Another patent application surfaces showing the iMac maker is at least thinking about a way to incorporate its touch interface with its desktop lineup.

Erica Ogg Former Staff writer, CNET News
Erica Ogg is a CNET News reporter who covers Apple, HP, Dell, and other PC makers, as well as the consumer electronics industry. She's also one of the hosts of CNET News' Daily Podcast. In her non-work life, she's a history geek, a loyal Dodgers fan, and a mac-and-cheese connoisseur.
Erica Ogg
2 min read

Apple patent for touch-screen device
Apple, via Patently Apple

Apple's put a touch interface on so many of its other products, could an iMac be next?

If a patent application filed with the U.S. Patent and Trademark Office is any indication, the answer is possibly yes. Patently Apple, a blog that keeps tabs on Apple's USPTO filings, noticed an application on Monday that depicts a hinged-screen version of Apple's iMac desktop that has a touch-sensitive screen. The hinge appears to allow the computer to alternate between a traditional vertical desktop configuration and a flat, iPad-like surface when rocked back on its hinge.

Because this would be a desktop computer and a touch-screen device at the same time, it appears the user can choose whether to use the touch-focused iOS operation system from the iPhone and iPad, or the traditional Mac OSX desktop operating system.
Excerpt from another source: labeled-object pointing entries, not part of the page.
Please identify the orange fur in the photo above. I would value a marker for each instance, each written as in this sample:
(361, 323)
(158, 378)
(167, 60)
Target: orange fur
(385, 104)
Moving between the OSes, according to the application, would be activated by touching specific areas of the iMac's screen.

The patent also describes how an accelerometer would be used for alternating between touch input and mouse/keyboard input when the device is in horizontal surface mode versus vertical desktop mode.

While it's true patent applications aren't always good indicators of actual products being developed, this one doesn't seem that much of a stretch. Touch-screen all-in-one desktops have been a great way for PC makers such as Hewlett-Packard, Dell, and Asus to reinvigorate desktop sales, a category of sales that was plummeting a few years ago, only to bounce back recently.

Plus, Apple applied for a similar patent on a touch-screen version of an iMac in July 2008, and Apple has managed to insert touch into a variety of its products, including the iPhone, iPod Touch, iPad, MacBooks, and most recently the Magic Trackpad.